Looking at the key drivers for the All Offers choice we can see the relative importance of the different facets to the prediction of overall likelihood.
The comparative importance of the category facet for overall prediction might, in part, be explained by the clear preference of younger customers for toys over other product types; as evident from the report on the predictiveness of customer age for offer category acceptance.
Oracle Real-Time Decisions’ flexible decisioning framework allows for the construction of exceptionally elaborate prediction models that facilitate powerful targeting, but nonetheless provide insightful reporting. Although few customers will have a direct need for such a sophisticated solution architecture, it is encouraging to see that this lies within the realm of the possible with RTD; and this with limited configuration and customization required.
There are obviously numerous other ways in which the predictive and reporting capabilities of Oracle Real-Time Decisions can be expanded upon to tailor to individual customers needs. We will not be able to elaborate on them all on this blog; and finding the right approach for any given problem is often more difficult than implementing the solution. Nevertheless, we hope that these last few posts have given you enough of an understanding of the power of the RTD framework and its models; so that you can take some of these ideas and improve upon your own strategy.

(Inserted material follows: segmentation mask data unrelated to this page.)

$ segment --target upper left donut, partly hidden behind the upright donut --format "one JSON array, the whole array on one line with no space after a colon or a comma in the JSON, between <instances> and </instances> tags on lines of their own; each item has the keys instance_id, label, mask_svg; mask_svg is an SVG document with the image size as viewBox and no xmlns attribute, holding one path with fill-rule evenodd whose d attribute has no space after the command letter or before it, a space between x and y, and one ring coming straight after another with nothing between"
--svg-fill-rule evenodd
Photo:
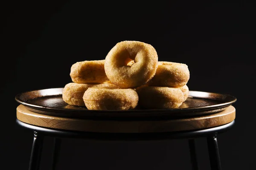
<instances>
[{"instance_id":1,"label":"upper left donut, partly hidden behind the upright donut","mask_svg":"<svg viewBox=\"0 0 256 170\"><path fill-rule=\"evenodd\" d=\"M105 59L76 62L71 66L70 77L76 83L102 83L108 81Z\"/></svg>"}]
</instances>

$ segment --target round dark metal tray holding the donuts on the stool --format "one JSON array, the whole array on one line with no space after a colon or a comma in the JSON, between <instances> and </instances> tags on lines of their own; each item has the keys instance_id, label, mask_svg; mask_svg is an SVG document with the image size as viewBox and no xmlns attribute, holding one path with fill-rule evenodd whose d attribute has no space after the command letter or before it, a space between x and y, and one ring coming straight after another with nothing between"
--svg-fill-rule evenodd
<instances>
[{"instance_id":1,"label":"round dark metal tray holding the donuts on the stool","mask_svg":"<svg viewBox=\"0 0 256 170\"><path fill-rule=\"evenodd\" d=\"M28 110L52 116L79 119L177 119L225 110L236 102L229 94L189 91L189 97L175 109L133 109L127 111L95 111L67 104L62 99L63 88L49 88L17 94L15 100Z\"/></svg>"}]
</instances>

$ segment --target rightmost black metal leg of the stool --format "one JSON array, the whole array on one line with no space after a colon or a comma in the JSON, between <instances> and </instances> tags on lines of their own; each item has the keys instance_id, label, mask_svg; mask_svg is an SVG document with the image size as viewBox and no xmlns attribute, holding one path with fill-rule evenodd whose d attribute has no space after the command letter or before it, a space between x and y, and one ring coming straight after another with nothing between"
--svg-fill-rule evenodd
<instances>
[{"instance_id":1,"label":"rightmost black metal leg of the stool","mask_svg":"<svg viewBox=\"0 0 256 170\"><path fill-rule=\"evenodd\" d=\"M207 137L209 159L212 170L221 170L221 159L218 150L217 135Z\"/></svg>"}]
</instances>

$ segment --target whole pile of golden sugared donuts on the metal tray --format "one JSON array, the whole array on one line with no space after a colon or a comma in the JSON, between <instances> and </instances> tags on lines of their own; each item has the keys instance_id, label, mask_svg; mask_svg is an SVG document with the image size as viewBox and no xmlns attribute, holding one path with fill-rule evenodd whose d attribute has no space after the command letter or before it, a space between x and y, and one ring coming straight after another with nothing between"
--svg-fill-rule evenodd
<instances>
[{"instance_id":1,"label":"whole pile of golden sugared donuts on the metal tray","mask_svg":"<svg viewBox=\"0 0 256 170\"><path fill-rule=\"evenodd\" d=\"M76 62L70 77L63 100L89 110L172 109L189 96L188 66L158 61L140 41L118 42L103 60Z\"/></svg>"}]
</instances>

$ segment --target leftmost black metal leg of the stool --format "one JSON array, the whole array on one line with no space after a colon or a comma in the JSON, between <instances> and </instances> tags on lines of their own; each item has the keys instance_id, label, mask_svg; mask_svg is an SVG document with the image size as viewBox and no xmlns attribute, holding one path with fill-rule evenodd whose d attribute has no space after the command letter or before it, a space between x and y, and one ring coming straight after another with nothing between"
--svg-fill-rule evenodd
<instances>
[{"instance_id":1,"label":"leftmost black metal leg of the stool","mask_svg":"<svg viewBox=\"0 0 256 170\"><path fill-rule=\"evenodd\" d=\"M39 170L44 136L34 131L34 141L29 161L29 170Z\"/></svg>"}]
</instances>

As always, if you have any questions about the above—or any Oracle Real-Time Decisions design challenges you might face—please do not hesitate to contact us; via the comments below, social media or directly at Oracle. We are completely multi-channel and would be more than glad to help.
Update (19th September, 2012): Please note that the above is intended only as an example. The implementation details shown here have been simplified so as to keep the application comprehensive enough for a single blog post. Most notably, an unhighlighted shortcut has been taken with regards to the way feedback events are recorded.

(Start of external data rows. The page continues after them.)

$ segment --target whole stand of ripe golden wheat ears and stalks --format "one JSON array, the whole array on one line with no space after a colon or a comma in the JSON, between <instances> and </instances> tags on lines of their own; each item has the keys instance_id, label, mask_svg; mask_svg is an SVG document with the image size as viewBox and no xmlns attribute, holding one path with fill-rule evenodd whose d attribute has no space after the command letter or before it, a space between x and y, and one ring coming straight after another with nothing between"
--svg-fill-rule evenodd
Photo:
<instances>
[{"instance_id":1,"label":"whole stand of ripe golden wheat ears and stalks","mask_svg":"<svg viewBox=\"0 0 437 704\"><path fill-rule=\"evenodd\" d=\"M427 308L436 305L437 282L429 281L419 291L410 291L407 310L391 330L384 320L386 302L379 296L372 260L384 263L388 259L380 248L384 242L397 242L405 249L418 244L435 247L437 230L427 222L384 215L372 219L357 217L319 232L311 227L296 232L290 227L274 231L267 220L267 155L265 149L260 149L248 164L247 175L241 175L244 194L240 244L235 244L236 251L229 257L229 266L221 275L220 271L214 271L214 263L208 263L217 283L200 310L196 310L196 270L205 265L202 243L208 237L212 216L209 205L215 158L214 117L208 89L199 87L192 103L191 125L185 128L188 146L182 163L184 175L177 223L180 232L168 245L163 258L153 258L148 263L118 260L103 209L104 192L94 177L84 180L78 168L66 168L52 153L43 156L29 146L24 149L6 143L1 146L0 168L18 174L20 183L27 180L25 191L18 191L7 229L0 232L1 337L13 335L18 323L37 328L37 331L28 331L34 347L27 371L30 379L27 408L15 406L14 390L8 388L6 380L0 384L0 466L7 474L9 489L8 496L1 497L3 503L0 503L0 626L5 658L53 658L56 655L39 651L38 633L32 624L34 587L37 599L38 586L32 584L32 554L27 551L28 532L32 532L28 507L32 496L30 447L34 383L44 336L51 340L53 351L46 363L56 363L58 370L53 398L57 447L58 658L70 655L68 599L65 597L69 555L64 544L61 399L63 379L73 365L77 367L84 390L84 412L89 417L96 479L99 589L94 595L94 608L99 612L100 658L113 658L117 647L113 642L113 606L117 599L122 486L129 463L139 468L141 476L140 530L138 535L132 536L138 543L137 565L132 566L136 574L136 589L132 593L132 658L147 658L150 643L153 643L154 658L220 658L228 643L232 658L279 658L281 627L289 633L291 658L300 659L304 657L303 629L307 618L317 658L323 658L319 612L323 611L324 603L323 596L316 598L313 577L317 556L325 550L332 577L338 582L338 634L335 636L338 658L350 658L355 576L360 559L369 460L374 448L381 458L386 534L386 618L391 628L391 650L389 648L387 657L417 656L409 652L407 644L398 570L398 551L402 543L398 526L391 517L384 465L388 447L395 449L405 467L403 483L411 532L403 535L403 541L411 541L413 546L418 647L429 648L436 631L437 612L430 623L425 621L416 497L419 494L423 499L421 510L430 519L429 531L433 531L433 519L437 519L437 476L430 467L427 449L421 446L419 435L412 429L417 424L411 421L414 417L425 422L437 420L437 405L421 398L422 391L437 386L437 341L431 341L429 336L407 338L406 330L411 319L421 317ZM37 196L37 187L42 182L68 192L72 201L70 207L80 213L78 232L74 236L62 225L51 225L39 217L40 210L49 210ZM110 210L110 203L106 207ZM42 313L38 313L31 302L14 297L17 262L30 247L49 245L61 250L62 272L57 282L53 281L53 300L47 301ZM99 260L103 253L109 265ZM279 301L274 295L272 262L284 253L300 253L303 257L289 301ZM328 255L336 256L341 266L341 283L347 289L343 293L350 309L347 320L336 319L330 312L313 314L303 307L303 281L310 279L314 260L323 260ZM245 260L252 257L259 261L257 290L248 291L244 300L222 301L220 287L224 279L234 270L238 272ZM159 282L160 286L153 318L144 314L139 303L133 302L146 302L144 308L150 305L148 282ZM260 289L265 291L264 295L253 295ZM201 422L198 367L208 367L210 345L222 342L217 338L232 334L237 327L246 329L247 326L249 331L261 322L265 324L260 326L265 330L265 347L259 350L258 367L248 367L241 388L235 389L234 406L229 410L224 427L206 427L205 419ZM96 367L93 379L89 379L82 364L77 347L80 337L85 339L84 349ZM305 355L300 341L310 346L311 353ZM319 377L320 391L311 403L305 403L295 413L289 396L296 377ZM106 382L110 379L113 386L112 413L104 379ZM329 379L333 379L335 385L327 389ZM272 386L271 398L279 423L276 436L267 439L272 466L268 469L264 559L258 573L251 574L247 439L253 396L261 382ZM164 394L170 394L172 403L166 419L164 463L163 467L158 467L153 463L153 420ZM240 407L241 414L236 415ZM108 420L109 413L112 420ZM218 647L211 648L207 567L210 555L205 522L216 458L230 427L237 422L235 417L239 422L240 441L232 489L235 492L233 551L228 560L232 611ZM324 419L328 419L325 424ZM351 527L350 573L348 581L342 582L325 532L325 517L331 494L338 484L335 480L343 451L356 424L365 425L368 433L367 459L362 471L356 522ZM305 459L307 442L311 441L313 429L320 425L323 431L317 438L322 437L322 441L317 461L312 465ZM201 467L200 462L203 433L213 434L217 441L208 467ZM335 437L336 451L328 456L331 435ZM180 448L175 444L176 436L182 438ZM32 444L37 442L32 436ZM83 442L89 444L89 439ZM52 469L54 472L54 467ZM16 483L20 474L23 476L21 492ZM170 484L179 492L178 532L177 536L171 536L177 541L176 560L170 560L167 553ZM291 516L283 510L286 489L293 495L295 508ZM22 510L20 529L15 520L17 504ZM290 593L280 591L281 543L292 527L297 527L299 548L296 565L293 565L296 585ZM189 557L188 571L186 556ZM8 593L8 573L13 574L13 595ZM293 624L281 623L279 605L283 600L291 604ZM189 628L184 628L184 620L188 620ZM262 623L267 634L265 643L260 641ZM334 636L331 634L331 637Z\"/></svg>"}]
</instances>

When implementing combined likelihood models in production systems, care must be taken to assure that the analytical scores used when recording feedback for a choice are exactly identical to the scores used when this particular choice was recommended. In real world applications, this will require that all scores for recommended choices are stored separately on the session for later retrieval, rather than recalculating the scores when feedback occurs (which is what the example above will do).
The method described here is far from trivial. We therefore would not recommend you apply these techniques in an initial implementation of Oracle Real-Time Decisions and that you enlist the help of experienced RTD resources to ensure the resulting implementation is correct.